ЭФФЕКТИВНАЯ ФРАГМЕНТИРОВАННАЯ РЕАЛИЗАЦИЯ КРАЕВОЙ ЗАДАЧИ ФИЛЬТРАЦИИ ДВУХФАЗНОЙ ЖИДКОСТИ

Rok vydání: 2023
Předmět:
DOI: 10.24412/2073-0667-2023-2-45-73
Popis: Автоматизация конструирования параллельных программ численного моделирования является актуальной темой в области системного параллельного программирования. В общей постановке задача автоматического конструирования эффективной (по времени выполнения, расходу памяти, нагрузке на сеть и т. п.) параллельной программы по ее высокоуровневой спецификации является алгоритмически труднорешаемой.
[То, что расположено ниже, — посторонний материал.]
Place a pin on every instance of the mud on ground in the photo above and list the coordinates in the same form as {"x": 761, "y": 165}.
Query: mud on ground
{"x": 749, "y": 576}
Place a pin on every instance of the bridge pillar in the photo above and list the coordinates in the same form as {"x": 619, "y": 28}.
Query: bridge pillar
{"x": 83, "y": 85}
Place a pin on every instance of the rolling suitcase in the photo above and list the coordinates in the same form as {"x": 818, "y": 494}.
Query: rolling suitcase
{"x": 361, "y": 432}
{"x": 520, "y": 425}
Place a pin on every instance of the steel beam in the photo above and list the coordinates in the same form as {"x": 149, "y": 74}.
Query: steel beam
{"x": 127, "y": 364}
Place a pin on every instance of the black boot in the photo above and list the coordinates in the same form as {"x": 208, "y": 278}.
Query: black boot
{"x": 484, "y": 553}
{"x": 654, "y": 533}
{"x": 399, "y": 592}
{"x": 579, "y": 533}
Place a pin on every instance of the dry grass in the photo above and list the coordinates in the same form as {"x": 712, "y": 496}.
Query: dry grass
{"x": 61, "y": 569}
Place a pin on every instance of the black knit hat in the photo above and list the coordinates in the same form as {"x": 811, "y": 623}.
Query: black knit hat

Развитие языков и систем автоматического конструирования параллельных программ осуществляется за счет накопления в системах частных решений и эвристик, обеспечивающих приемлемую эффективность конструируемых программ для классов приложений. Важную роль в этой связи имеет исследование эффективных параллельных реализаций конкретных задач численного моделирования на предмет возможности создания на основе этого опыта новых методов и алгоритмов конструирования эффективных параллельных программ для аналогичных случаев. Технология фрагментированного программирования является подходом, позволяющим автоматизировать конструирование эффективных параллельных программ численного моделирования. Система LuNA, разрабатываемая в ИВМиМГ СО РАН, инструментально поддерживает этот подход. В статье рассматривается эффективная фрагментированная реализация на мультикомпьютерах решателя краевой задачи фильтрации двухфазной жидкости в трехмерной области в присутствии скважин. Разработаны и оптимизированы две версии программы — одна на основе традиционных средств параллельного программирования (MPI+OpenMP), вторая — полученная с помощью системы LuNA. Обе реализации основаны на анализе численного алгоритма с точки зрения возможностей его эффективной параллельной реализации. Экспериментальное исследование реализаций показало, что программа, разработанная вручную, обладает удовлетворительной эффективностью, а автоматически сконструированная программа с помощью системы LuNA уступает в производительности ручной реализации около трех раз, что является хорошим показателем для систем такого типа.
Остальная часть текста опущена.